By that he means, take any measure of happiness, pleasure or grace that you’re given and enjoy it to the fullest. As long as you’re not hurting anyone else, grab it and don’t let go. It doesn’t matter if no one else understands or if it makes no sense to them.
Run with the fleeting moments and make a symphony out of them. You never know if they’ll pass your way again.
Boris also has a hilarious habit of breaking the fourth wall. He doesn’t mind addressing us as the audience. He knows we’re out there. As far as he’s concerned, we paid too much money to watch.
“Look, this is not the feel good movie of the year. If that’s what you’re looking for, leave. If you’re one of these idiots that wants to feel good, go out and get yourself a foot massage.”

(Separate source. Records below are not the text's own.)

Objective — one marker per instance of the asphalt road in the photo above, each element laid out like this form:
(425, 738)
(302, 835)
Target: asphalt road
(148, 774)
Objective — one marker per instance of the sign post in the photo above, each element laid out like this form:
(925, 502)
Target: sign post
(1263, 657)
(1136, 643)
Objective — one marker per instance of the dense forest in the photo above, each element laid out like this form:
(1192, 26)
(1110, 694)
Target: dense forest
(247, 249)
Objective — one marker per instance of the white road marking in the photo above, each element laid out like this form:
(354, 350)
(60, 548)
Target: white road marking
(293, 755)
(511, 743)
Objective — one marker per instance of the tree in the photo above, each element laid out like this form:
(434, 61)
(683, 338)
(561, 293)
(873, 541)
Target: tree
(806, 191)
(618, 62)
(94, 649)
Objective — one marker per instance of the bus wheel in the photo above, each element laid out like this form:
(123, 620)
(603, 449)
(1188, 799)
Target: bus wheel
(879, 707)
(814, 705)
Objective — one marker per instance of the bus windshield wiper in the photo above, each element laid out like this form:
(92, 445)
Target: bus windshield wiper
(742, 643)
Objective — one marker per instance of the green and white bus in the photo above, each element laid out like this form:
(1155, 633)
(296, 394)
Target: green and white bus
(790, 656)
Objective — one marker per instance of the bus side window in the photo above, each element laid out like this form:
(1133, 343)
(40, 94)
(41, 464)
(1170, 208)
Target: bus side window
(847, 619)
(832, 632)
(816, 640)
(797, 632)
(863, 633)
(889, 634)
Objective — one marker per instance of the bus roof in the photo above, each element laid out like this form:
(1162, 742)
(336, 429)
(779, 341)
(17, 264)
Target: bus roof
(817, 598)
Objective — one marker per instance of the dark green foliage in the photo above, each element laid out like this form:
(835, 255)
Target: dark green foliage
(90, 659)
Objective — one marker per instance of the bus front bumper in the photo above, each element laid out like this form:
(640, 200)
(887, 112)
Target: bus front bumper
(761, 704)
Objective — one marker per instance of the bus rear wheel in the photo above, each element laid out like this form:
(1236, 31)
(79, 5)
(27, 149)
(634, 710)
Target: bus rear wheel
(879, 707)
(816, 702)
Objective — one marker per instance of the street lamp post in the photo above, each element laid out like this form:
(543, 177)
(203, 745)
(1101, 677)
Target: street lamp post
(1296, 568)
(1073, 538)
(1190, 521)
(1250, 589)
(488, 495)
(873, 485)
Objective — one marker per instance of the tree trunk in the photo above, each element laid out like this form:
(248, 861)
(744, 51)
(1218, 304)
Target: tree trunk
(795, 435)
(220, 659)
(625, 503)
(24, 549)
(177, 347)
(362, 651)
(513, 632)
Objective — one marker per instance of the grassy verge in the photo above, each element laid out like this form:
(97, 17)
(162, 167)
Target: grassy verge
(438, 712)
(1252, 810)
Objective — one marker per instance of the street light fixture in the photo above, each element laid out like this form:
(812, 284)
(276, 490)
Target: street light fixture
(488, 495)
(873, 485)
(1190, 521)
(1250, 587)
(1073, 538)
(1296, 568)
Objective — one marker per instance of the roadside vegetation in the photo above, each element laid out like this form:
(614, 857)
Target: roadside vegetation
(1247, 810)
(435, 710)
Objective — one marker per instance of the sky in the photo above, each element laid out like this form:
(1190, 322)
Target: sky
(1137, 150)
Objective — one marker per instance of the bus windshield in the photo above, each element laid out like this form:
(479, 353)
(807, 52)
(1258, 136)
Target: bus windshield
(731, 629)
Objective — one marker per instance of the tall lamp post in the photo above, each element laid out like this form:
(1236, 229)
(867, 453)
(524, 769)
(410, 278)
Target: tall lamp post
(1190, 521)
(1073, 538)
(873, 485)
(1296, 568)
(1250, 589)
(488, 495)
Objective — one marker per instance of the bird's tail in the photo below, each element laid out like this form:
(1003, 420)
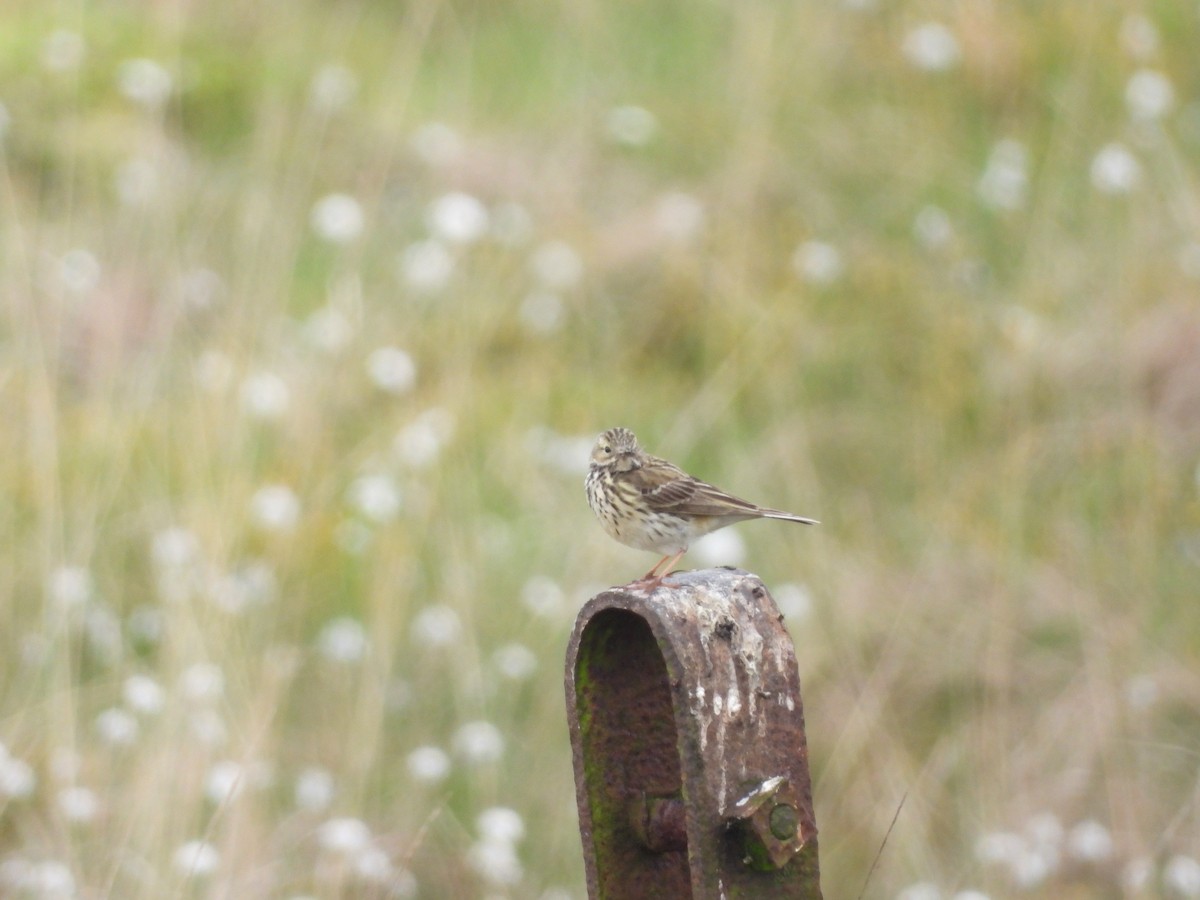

Boris was a brilliant scientist who was considered for the Nobel prize. He had the classically envied New Yorker’s life: money to burn and an elegant wife with her own successful career.
Boris is difficult to live with. He and Jessica are admirably suited to each other. On paper, they were practically a perfect pair. But he has panic attacks and suffers from depression.
As time wears on, he becomes increasingly bitter and cynical. They decide that, despite their strong feelings for each other, it’s time to end the marriage.
Boris responds to this by jumping out a window and attempting suicide.
(Yes, this is a comedy…)
As soon as he recovers, Boris begins all over again. He immerses himself in a more bohemian way of life. He has no desire for female companionship of any kind. Boris is determined to remain alone until he dies.
Somewhat ironically at this point, a spunky, magnetically attractive 21 year old southern blonde with the improbable name of MELODY ST. ANN CELESTINE (EVAN RACHEL WOOD) sashays into Boris’ closed off world.
She finds herself on the street with nowhere to stay. Alone and friendless, she asks him if he might offer her something to eat.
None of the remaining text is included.